Assim que for homologado, os termos do acordo já passam a valer, beneficiando todos aqueles que tiveram cadernetas de poupança nos planos Bresser, Plano Verão, Collor I e II. Mesmo quem já possui ação individual tramitando na Justiça também poderá aderir ao acordo. “Nesse caso, o poupador terá de escolher: ou aceita os termos da decisão coletiva ou continua com a ação individual. Não se pode beneficiar a mesma pessoa duas vezes”, diz o advogado Willie Tavares, especialista em direito civil. Abrir mão do valor integral que pleiteiam na Justiça pode não ser uma decisão fácil para esses poupadores. Mas a adesão ao acordo significa receber pelo menos uma parte do que foi perdido sem ter de aguardar mais tempo na fila. Estima-se que as ações coletivas restituam apenas 60% do valor devido pelos bancos.

Ainda é impossível afirmar quantas pessoas serão diretamente beneficiadas. Em teoria, a decisão valerá para todos que conseguirem comprovar suas aplicações financeiras durante os períodos em que houve confisco. Ainda falta definir quais documentos o poupador deverá apresentar para comprovar seu direito à indenização, o prazo que ele terá para apresentar esses comprovantes e o cronograma do pagamento – que deverá ser feito em parcelas. Grace Mendonça espera que tudo seja resolvido rapidamente para que os pagamentos comecem a ser feitos já em dezembro.

1990 / 1991 – Collor I e II, de Zélia Cardoso de Melo: Confiscou valores acima de NCz$ 50 mil por 18 meses. Correção vale para poupanças com aniversário entre 1º e 15 de abril/1990. No Collor II, trocou o Bônus do Tesouro Nacional-Fiscal (BTN-F) pela Taxa Referencial (TRD). Poupanças de janeiro/1991 (Crédito:Tolga Tezcan )

Além de colocar um ponto final em mais de um milhão de processos, o acordo poderá beneficiar os poupadores, que finalmente poderão usufruir dos recursos que devem receber. Ajuda também as instituições financeiras, que poderão se programar para fazer os pagamentos – o que não ocorreria se elas fossem obrigadas a cumprir decisões judiciais isoladas. E, por fim, lucra a economia, que passará a contar com a circulação de bilhões de reais que poderão auxiliar o reaquecimento. Mas tudo isso ainda depende da aceitação do STF.

Uma batalha bilionária
Entenda o acordo fechado entre bancos e poupadores

O que é?
Ações coletivas que pedem o ressarcimento por perdas ocorridas nas cadernetas de poupança nos planos econômicos das décadas de 1980 e 1990.

Em quais planos ocorreram as perdas?
Bresser (1987), Verão (1989), Collor I (1990) e Collor II (1991).

Qual o desfecho?
Instituições financeiras e representantes de clientes fecharam um acordo de indenização.
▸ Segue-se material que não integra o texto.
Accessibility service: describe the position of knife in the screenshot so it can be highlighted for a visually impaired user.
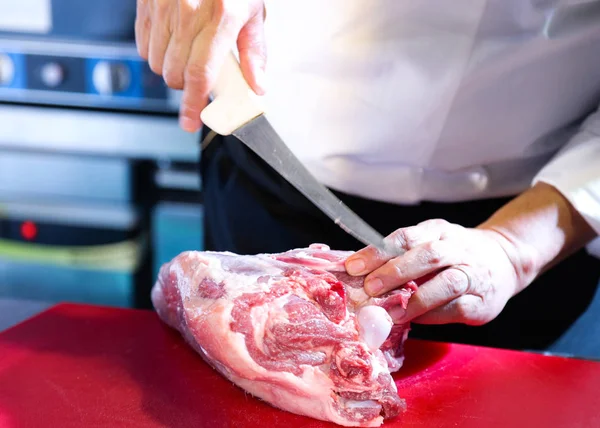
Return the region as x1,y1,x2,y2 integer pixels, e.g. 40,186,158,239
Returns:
200,52,390,252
O valor oficial ainda não foi revelado. Especula-se que seja em torno de R$ 10 bilhões. Para valer, acordo terá que ser homologado pelo STF. Previsão é início de dezembro.

Quem pode ter direito à indenização?
Todos aqueles que se encaixarem nos termos do acordo, ou seja, tiveram perdas nas suas aplicações. Para ter direito à indenização, os beneficiários terão que comprovar com documentos estabelecidos nos termos do acordo.

Quem ainda pode entrar?
Quem tem ação individual tramitando na Justiça poderá aderir ao acordo, desde que comprove o direito e desista da ação para se beneficiar da indenização.